Effective through Jan. 1, 2024, the split between contributions for the first and second pillars is adjusted each Jan. 1.
Effective for 2022, the employer portion of pension insurance tax on employment income paid to an employee for whom contributions are split between the first pillar and second pillar consists of a rate of 8.5% for the first pillar and 5.5% for the second pillar. The percentages respectively are 8.25% and 5.75% for 2023 and 8% and 6% starting with 2024. Effective for 2021, the employer portion of pension insurance tax on employment income paid to an employee for whom contributions are split between the first pillar and second pillar consists of a rate of 8.75% for the first pillar and 5.25% for the second pillar.
In addition to contributions to the first and second pillars, employees may choose to acquire supplementary pension insurance, which sometimes is referred to as the third pillar (III. pilier).
Registration: Employers must register themselves and their employees with the Social Insurance Agency within eight days of employing their first employee.
Taxable Amounts: According to the Social Insurance Agency, the assessment base for social tax contributions is the same as that for income tax.

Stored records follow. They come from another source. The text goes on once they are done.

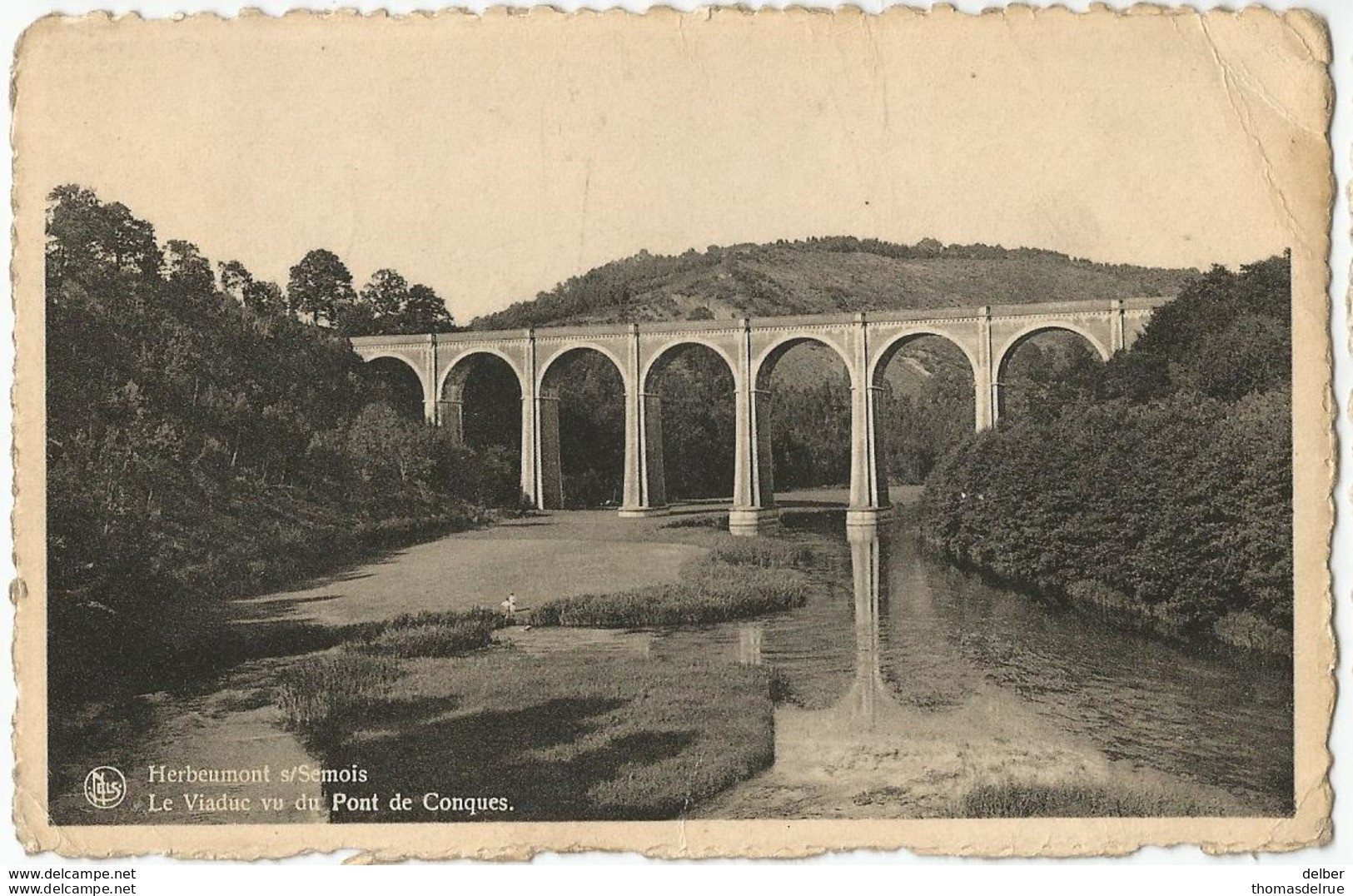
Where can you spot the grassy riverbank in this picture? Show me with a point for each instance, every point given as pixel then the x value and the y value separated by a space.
pixel 571 737
pixel 738 580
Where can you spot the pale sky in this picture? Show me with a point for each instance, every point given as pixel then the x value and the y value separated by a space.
pixel 493 157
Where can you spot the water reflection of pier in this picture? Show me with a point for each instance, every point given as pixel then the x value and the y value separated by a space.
pixel 868 694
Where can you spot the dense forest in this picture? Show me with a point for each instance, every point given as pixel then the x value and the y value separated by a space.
pixel 1158 484
pixel 205 441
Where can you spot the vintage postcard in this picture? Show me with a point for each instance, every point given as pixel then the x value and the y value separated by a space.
pixel 710 433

Withholding Methods: Employers withhold social contributions from an employee’s paycheck at the rates listed on the Social Insurance Agency website.
Returns and Remittance: Social insurance payments are due on the eighth day of the calendar month following the month for which payments are paid.
Recordkeeping: All payroll documentation must be kept five years from the end of the relevant year.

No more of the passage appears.